Over time, physicians and academics have continually found differences in what men and women need in cardiac care. Some reports are contradictory, puzzling, and still being sorted out. For instance, women’s risk of heart disease appears to increase as their estrogen levels decrease during menopause, but the link is not clear.

In addition, postmenopausal women undergoing hormonal modulation may have greater risks of heart disease, and pregnant women with certain conditions may be susceptible to more cardiology ailments. Most baffling of all, nearly two-thirds of the deaths from heart attacks in women occur among those who have no history of chest pain. Other studies also have raised growing concerns about atrial fibrillation among women.

Developing a heart center that specializes in women’s cardiology care is of growing importance for institutions, not only for improving care for women but also for hospital ROI, says David X. Zhao, MD, FSCAI, FACC, chief of cardiology and director of the heart and vascular center for excellence at Wake Forest Baptist Medical Center.

Within months of his arrival in July, Zhao restructured the hospital’s cardiology team to also ensure a focus on women’s cardiac issues and appointed Wells to head the women’s heart program. Previously, “we didn’t have a lot of interaction” with women cardiac patients, says Zhao. The new program is part of an evolving “cohesive service line,” including a physician champion for women’s health and prevention programs to address patient weight management, risk stratification, and hypertension.

Developing such a women’s heart program was “critical from an institutional standpoint and for patients,” Zhao adds. The program “creates a specific health structure using a platform to educate the public” and a streamlined approach for primary care physicians who refer cardiac patients to the hospital, he says.

Having a specific heart center that focuses on women’s cardiac issues also opens the door for improved economic returns for the hospital, says Zhao.

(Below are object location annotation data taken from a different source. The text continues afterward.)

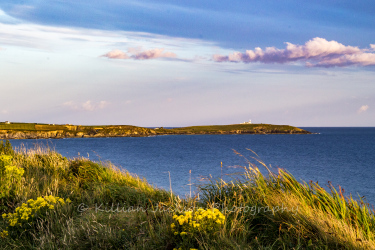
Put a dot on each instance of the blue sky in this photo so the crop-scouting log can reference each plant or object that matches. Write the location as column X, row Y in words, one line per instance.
column 180, row 63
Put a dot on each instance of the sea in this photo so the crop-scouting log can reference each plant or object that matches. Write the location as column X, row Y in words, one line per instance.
column 343, row 156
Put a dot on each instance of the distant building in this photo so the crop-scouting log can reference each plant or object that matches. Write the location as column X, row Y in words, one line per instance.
column 249, row 122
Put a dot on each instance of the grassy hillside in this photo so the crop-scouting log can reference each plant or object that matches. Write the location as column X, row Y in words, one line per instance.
column 236, row 129
column 50, row 202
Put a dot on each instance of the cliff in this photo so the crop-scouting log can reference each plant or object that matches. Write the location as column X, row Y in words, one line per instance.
column 44, row 131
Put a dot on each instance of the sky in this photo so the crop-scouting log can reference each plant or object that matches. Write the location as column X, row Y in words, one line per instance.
column 181, row 63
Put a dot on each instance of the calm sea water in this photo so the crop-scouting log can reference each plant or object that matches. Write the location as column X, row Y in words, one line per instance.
column 344, row 156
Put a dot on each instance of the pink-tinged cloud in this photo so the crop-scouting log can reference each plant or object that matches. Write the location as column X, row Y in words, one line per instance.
column 317, row 52
column 116, row 54
column 362, row 109
column 86, row 106
column 140, row 55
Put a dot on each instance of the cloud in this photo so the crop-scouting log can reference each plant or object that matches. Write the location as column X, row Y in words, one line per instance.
column 86, row 106
column 140, row 55
column 317, row 52
column 362, row 109
column 116, row 54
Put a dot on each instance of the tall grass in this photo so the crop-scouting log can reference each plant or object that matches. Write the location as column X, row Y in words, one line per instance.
column 113, row 209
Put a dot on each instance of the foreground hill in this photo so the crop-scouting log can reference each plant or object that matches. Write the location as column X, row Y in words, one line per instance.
column 40, row 131
column 48, row 201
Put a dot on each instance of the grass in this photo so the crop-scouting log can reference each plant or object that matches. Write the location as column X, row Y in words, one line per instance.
column 234, row 128
column 127, row 130
column 114, row 209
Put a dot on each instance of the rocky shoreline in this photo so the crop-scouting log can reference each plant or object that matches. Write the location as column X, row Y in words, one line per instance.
column 135, row 132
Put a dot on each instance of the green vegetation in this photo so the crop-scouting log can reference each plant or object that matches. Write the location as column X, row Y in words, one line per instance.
column 236, row 129
column 36, row 130
column 51, row 202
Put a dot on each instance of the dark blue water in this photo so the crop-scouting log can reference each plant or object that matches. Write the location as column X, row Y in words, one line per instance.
column 344, row 156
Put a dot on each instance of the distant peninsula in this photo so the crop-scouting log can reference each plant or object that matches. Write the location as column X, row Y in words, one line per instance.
column 9, row 130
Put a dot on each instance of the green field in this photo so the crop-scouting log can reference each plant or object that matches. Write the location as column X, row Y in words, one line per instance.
column 18, row 126
column 48, row 201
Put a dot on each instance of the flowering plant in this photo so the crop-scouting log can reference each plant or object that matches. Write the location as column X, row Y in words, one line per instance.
column 190, row 225
column 25, row 214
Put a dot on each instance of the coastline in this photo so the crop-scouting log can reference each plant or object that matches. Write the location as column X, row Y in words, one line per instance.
column 48, row 131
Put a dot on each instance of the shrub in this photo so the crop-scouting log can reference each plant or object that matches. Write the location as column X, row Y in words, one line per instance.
column 191, row 226
column 6, row 148
column 10, row 176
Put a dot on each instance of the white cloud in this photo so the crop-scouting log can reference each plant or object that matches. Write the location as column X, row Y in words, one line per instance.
column 116, row 54
column 86, row 106
column 140, row 55
column 362, row 109
column 317, row 52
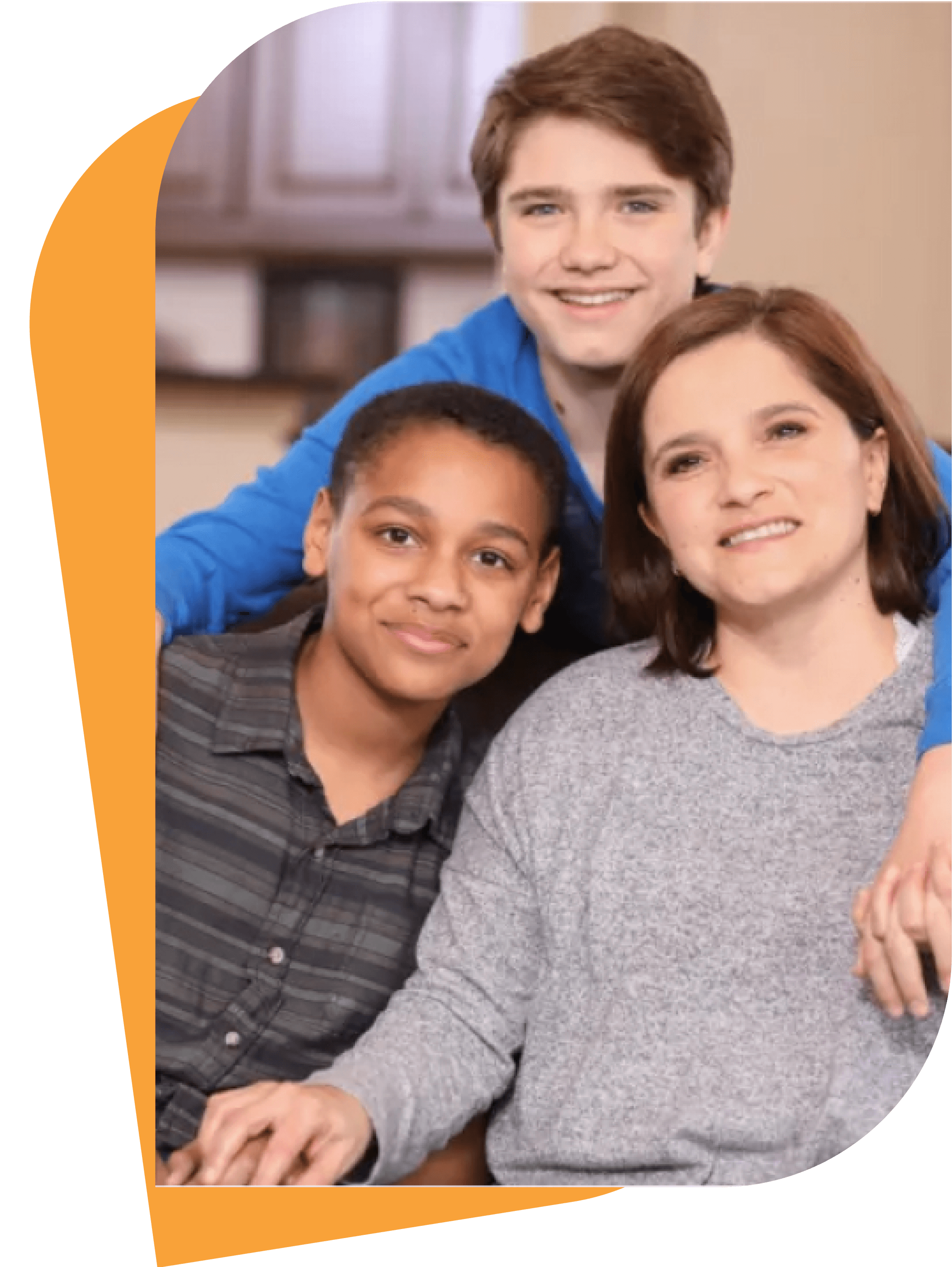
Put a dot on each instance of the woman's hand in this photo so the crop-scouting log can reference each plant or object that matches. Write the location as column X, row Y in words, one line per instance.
column 908, row 909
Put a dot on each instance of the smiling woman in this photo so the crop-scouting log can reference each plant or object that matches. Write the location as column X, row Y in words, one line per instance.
column 758, row 449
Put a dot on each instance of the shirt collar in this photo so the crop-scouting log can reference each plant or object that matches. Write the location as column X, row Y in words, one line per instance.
column 259, row 714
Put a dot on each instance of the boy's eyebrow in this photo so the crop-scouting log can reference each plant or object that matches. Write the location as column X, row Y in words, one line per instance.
column 493, row 529
column 552, row 193
column 408, row 505
column 411, row 506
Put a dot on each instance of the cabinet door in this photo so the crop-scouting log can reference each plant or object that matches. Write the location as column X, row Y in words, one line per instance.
column 482, row 40
column 204, row 173
column 345, row 132
column 328, row 117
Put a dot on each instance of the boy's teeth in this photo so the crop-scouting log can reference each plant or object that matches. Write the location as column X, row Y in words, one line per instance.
column 607, row 297
column 781, row 529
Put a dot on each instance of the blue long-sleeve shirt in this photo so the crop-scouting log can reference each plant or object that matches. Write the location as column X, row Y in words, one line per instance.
column 236, row 560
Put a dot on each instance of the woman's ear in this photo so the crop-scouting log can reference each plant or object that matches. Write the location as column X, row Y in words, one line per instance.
column 317, row 535
column 876, row 456
column 542, row 593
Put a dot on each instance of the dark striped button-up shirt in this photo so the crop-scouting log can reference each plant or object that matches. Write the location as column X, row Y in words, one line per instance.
column 279, row 933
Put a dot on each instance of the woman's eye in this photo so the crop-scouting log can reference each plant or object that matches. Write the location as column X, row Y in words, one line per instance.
column 786, row 430
column 492, row 559
column 684, row 464
column 397, row 536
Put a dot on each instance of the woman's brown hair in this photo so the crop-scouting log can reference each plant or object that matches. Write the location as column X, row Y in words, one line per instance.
column 905, row 540
column 641, row 88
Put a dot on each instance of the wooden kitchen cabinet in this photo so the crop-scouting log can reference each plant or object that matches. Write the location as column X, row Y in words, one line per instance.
column 345, row 132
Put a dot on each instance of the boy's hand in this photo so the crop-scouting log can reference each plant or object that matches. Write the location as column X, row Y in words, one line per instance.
column 909, row 906
column 314, row 1134
column 185, row 1163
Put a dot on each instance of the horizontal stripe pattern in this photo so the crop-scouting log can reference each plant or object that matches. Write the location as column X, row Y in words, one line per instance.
column 279, row 934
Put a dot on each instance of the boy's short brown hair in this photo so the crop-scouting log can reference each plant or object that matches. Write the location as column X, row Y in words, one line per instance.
column 639, row 88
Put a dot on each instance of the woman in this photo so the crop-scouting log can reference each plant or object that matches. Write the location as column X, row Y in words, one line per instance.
column 647, row 895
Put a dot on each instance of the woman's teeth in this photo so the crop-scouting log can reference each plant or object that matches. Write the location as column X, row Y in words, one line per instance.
column 780, row 529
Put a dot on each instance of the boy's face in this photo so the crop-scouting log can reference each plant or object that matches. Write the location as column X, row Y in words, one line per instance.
column 432, row 563
column 598, row 244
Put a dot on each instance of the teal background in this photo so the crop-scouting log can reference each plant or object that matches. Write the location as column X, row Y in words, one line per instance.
column 75, row 78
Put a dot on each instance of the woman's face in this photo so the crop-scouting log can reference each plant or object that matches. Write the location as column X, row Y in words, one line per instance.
column 758, row 483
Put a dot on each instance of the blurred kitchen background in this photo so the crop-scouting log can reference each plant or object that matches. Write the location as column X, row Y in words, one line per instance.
column 317, row 214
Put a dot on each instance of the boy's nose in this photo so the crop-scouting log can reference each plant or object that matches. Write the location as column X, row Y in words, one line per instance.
column 440, row 582
column 589, row 245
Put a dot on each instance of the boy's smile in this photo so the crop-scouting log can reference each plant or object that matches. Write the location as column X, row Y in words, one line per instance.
column 432, row 563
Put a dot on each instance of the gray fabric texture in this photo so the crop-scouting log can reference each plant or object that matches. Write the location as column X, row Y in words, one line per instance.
column 644, row 942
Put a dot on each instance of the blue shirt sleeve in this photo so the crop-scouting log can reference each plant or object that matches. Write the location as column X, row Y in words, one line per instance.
column 938, row 697
column 233, row 562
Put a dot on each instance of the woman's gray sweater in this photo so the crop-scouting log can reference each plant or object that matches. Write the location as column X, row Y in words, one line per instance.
column 650, row 901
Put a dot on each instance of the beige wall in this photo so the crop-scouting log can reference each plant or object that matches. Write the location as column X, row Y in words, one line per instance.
column 842, row 121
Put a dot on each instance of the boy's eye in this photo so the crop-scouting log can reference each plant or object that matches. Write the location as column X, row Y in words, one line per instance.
column 395, row 536
column 493, row 559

“You capture those referral volumes from physicians by having a heart center for women,” says Zhao. “From a business standpoint, you are increasing patient visits from women. It’s the woman who makes a lot of the healthcare decisions in a family. If you provide good service, they tell their husband or father, and we triple, quadruple the service from the hospital’s standpoint if the entire family comes in.”

The Center for Women’s Heart Care at the 957-licensed-bed Duke University Medical Center is not located in a separate facility, but within the cardiac division on the main Durham, N.C., campus. It’s what L. Kristin Newby, MD, MHS, a cardiologist at DUMC calls a “virtual” program.

It works this way, she says: “We have our physicians declare their interest or special interest in heart disease in women, and our communications center aligns patients when they call in—asking for specific services—with those physicians.”

That, Newby says, helps patients feel more comfortable: knowing they have a women’s cardiac program to address their needs.